Мне нравится мой водитель: молчаливый, лет сорока. Из бывших военных. Кажется, служил в Германии. Когда вывели войска, остался без работы. Но главное – без жилья. Счастье, что жена – ленинградка. Теперь ютятся в двухкомнатной. Всей семьей.
У «Чернышевской» глухая пробка. Мы ползем в потоке машин. Перед входом в метро какие-то ряженые. Мужики в нагольных тулупах. Приплясывают, раздают листовки. «Это кто?» Мой водитель морщится: «Памятники. Агитируют против евреев». – «Господи, а где же милиция?» – «Да вон... Стоит, голубь...»
Мы сворачиваем на Салтыкова-Щедрина. Теперь она называется Кирочная. Переименовали обратно. Не понимаю, чем им не угодил Салтыков-Щедрин?
Милиционер (сизая форма) мнется на промозглом углу.
В глубине души он согласен с памятниками: интернационализм интернационализмом, но эти действительно распоясались. Только дай потачку – всюду пролезают без мыла. Взять хоть поганые кооперативы... Правильно говорят: агенты влияния. Спелись с проклятыми америкосами, отпустили цены. А народ – страдай... Взять милицию: раньше нормально жили на зарплату. А теперь перебивайся как хочешь – хоть на подножном корму...
Подножный корм, принявший вид дорогой иномарки, пересекает двойную сплошную. Сизая форма, отбивая такт полосатым жезлом, выходит наперерез.

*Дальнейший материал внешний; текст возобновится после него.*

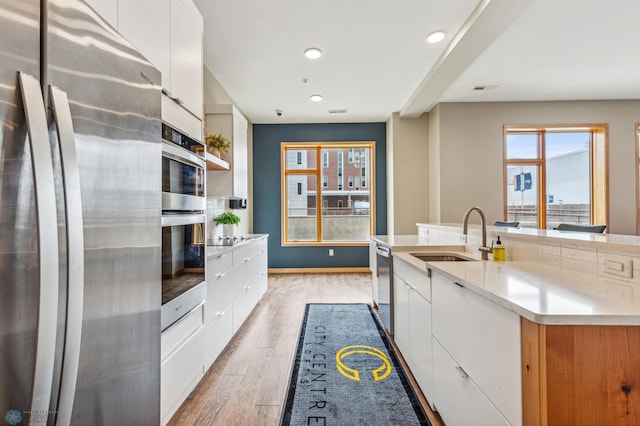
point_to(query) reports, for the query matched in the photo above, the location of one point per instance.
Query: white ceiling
(376, 60)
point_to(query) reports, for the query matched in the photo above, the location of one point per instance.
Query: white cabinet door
(401, 315)
(186, 55)
(108, 9)
(484, 339)
(243, 304)
(420, 354)
(457, 398)
(217, 333)
(263, 267)
(182, 368)
(147, 25)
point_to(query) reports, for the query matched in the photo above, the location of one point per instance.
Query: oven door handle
(182, 155)
(182, 219)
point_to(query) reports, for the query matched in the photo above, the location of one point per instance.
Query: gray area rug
(346, 373)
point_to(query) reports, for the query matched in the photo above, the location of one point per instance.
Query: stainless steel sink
(439, 257)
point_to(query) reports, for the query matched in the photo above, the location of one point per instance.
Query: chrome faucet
(465, 225)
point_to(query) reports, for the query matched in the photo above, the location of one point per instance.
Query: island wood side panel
(580, 374)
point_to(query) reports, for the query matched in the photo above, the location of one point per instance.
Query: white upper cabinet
(146, 24)
(169, 34)
(186, 55)
(108, 9)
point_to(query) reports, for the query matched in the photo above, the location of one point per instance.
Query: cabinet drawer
(220, 293)
(217, 333)
(180, 373)
(246, 273)
(175, 335)
(415, 278)
(242, 253)
(484, 339)
(263, 283)
(219, 263)
(457, 398)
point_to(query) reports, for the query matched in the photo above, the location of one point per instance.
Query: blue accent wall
(267, 190)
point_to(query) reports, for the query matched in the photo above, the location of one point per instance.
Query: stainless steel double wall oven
(183, 225)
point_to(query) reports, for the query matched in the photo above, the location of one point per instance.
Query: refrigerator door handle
(42, 163)
(75, 253)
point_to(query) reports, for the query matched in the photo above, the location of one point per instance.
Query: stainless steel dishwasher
(385, 286)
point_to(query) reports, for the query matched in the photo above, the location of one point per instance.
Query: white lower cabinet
(192, 345)
(476, 338)
(217, 334)
(182, 367)
(457, 398)
(412, 322)
(263, 267)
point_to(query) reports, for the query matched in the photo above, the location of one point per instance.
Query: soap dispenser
(498, 251)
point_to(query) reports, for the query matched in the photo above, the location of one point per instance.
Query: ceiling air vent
(485, 87)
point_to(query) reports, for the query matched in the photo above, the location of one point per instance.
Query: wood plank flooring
(247, 384)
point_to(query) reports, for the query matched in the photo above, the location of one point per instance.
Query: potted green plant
(216, 143)
(229, 221)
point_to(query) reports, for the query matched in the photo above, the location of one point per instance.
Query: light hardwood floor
(247, 384)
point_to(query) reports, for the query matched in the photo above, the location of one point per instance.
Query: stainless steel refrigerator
(80, 232)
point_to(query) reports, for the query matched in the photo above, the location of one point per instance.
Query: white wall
(470, 144)
(407, 173)
(215, 94)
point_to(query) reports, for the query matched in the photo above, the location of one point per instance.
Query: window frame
(599, 184)
(637, 178)
(317, 170)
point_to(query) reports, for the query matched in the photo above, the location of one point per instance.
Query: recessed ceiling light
(313, 53)
(436, 36)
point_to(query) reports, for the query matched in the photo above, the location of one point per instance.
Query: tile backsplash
(610, 260)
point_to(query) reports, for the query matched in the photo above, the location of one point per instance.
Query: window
(638, 178)
(316, 209)
(340, 169)
(555, 175)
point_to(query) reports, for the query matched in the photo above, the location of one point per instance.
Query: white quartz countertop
(539, 292)
(219, 249)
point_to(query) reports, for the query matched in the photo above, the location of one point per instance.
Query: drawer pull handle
(463, 373)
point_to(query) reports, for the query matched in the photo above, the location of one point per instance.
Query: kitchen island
(524, 341)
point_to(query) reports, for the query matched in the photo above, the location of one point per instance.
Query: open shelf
(216, 163)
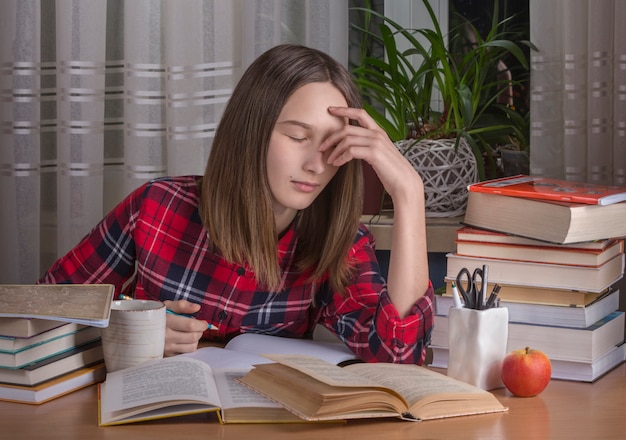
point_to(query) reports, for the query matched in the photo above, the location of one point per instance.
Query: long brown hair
(236, 201)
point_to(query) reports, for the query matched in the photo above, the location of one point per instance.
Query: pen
(493, 296)
(209, 327)
(483, 294)
(455, 297)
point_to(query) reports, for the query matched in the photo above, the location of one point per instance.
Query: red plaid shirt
(158, 231)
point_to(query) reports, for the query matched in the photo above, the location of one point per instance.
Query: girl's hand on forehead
(369, 142)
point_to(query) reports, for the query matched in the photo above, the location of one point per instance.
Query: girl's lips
(305, 186)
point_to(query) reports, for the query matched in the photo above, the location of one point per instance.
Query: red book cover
(544, 188)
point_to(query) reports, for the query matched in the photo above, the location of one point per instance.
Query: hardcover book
(88, 304)
(541, 254)
(555, 222)
(530, 274)
(53, 388)
(23, 357)
(538, 295)
(205, 381)
(543, 188)
(565, 343)
(529, 313)
(561, 369)
(49, 368)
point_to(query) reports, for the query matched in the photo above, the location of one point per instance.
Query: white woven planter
(446, 172)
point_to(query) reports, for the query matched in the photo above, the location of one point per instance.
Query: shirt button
(398, 342)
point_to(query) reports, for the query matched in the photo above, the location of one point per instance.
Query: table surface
(565, 410)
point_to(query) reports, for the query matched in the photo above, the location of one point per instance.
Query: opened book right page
(318, 390)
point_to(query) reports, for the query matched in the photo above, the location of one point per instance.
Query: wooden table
(565, 410)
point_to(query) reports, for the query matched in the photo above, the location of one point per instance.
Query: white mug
(136, 333)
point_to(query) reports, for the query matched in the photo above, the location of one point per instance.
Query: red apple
(526, 372)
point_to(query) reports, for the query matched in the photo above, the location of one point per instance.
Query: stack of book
(556, 250)
(42, 358)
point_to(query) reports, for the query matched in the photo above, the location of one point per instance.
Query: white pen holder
(477, 345)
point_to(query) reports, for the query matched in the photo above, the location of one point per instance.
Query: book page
(411, 381)
(234, 394)
(168, 379)
(324, 371)
(218, 358)
(333, 352)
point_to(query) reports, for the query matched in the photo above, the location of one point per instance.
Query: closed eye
(296, 139)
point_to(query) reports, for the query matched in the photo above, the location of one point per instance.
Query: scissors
(471, 287)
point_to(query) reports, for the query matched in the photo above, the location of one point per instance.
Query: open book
(205, 381)
(317, 390)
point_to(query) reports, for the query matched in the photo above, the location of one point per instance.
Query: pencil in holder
(477, 345)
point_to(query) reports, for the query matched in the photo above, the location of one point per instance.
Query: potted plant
(451, 146)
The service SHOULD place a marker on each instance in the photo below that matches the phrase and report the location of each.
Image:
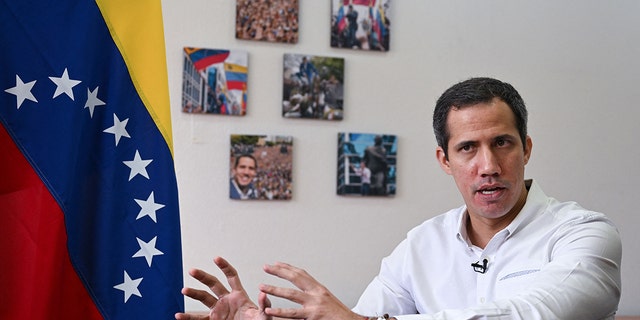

«Сволочи...» – Водитель меняет ряд, бурчит про себя. «Вы – про этих?» – я имею в виду памятников. Он бросает косой взгляд: «Да про всех. Свобода. Теперь всё-ё полезет. Хошь – воруй, хошь еще чего...» – Он уходит в пустую полосу.
Мы движемся по набережной Робеспьера. Это там, у них, свобода, равенство, братство. У нас – свобода и воровство. Впору выбить на государственном гербе.
«И чем занята ваша фирма?» – замначальника таможни листает учредительные документы. «Производством. Делаем мягкую мебель». Я раскладываю фотографии диванов и кресел. Веером – как кожаные образцы.
«Производством – это хорошо. Теперь не часто встретишь. Все больше – купля-продажа».
На нем таможенная форма. Синяя. Мешковатая, как с чужого плеча.
«Там, – я слежу за его руками, – заключение Торгово-промышленной палаты». – «Да-да, вижу... Пятьдесят два процента?!» – замначальника таможни вскидывает бровь.
Не похож на чиновника: умное, слегка асимметричное лицо. Какой-то другой породы. Может быть, историк? Хотя вряд ли...
«Вы... Простите, вы ведь филолог?» – «А откуда вы?..» – в его глазах изумление.
«Заметно. Я – тоже». – «Университет. Немецкое отделение», – он приосанивается, сдвигает бумаги в сторону. «А я – Герцена. Русское. Там и преподавала».